SunRail Sputters On
Orlando Mayor Buddy Dyer said Monday that there’s new hope for commuter rail in central Florida with the extension of negotiations on a proposed purchase that had been set to expire Tuesday.
The deal that would allow the Department of Transportation to purchase 61 miles of existing railroad tracks from CSX Corp. to build the controversial proposed SunRail commuter train in Orlando was set to expire Tuesday.
But the chairman of the panel that would oversee the train - should it ever win approval from the Legislature - said the freight company decided Monday not to hit the brakes on the proposal just now.
Dyer, who in addition to serving as Orlando mayor is also chairman of the Central Florida Rail Commission, said CSX has agreed to extend the proposal to purchase the rail line and negotiate new terms of liability, which had been a source of contention in the state Senate.
Dyer said that while the plan that would have created SunRail this year was voted down when backers amended it onto an omnibus transportation bill (HB 1021) after unsuccessfully trying to bring stand-alone legislation (SB 1212) to the floor, opposition to measure was not based on the concept itself, but in details.
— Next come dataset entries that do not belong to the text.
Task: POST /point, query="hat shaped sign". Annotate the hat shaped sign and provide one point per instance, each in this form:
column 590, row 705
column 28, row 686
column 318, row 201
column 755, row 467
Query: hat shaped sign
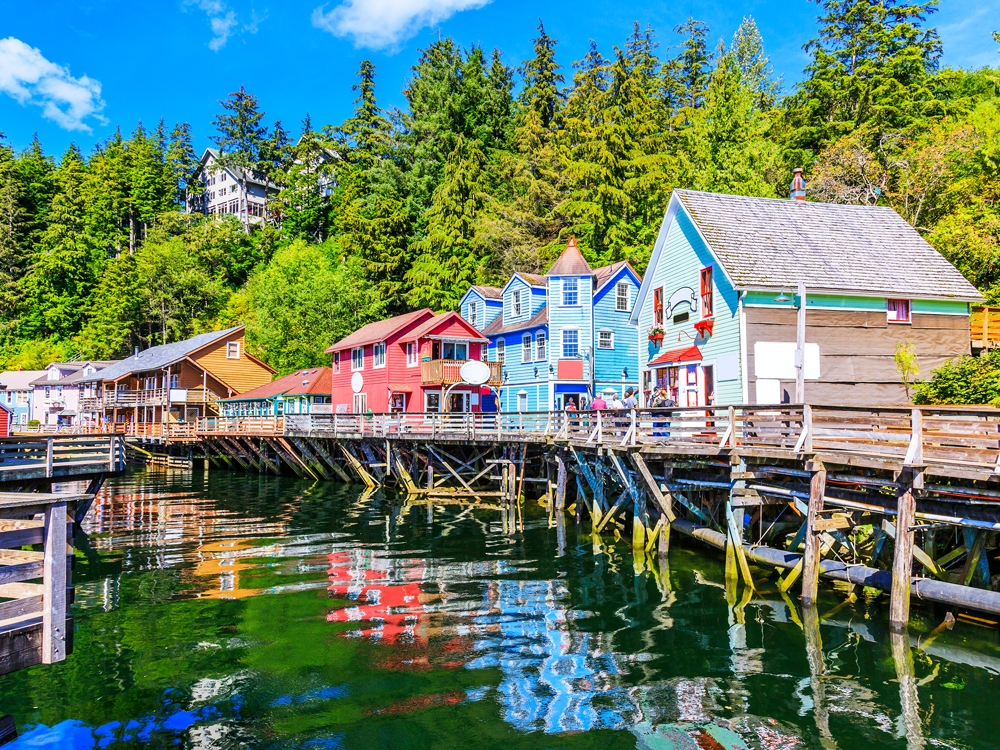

Dyer said the extension will allow supporters to continue addressing concerns that were raised in the lengthy Senate debate.
“Our state senators made it clear they supported the creation of SunRail,” Dyer said in a statement. “Their concerns centered on the amount of state funds designated for the project during tough financial times and on the creation of a statewide liability provision. We have gone back to the drawing board to resolve these concerns and we have come up with an amended plan to reflect the wishes of the Florida Legislature while maintaining our local financial contributions. Our new plan is a win for all of Florida.”
Officials from CSX couldn’t be reached for comment late Monday.
Under the new plan touted by SunRail backers Monday evening, $432 million of federal stimulus money would be used to buy the tracks from CSX – previously the purchase was in the Department of Transportation’s five-year spending plan – and the remainder would come from a loan from the Federal Rail Administration.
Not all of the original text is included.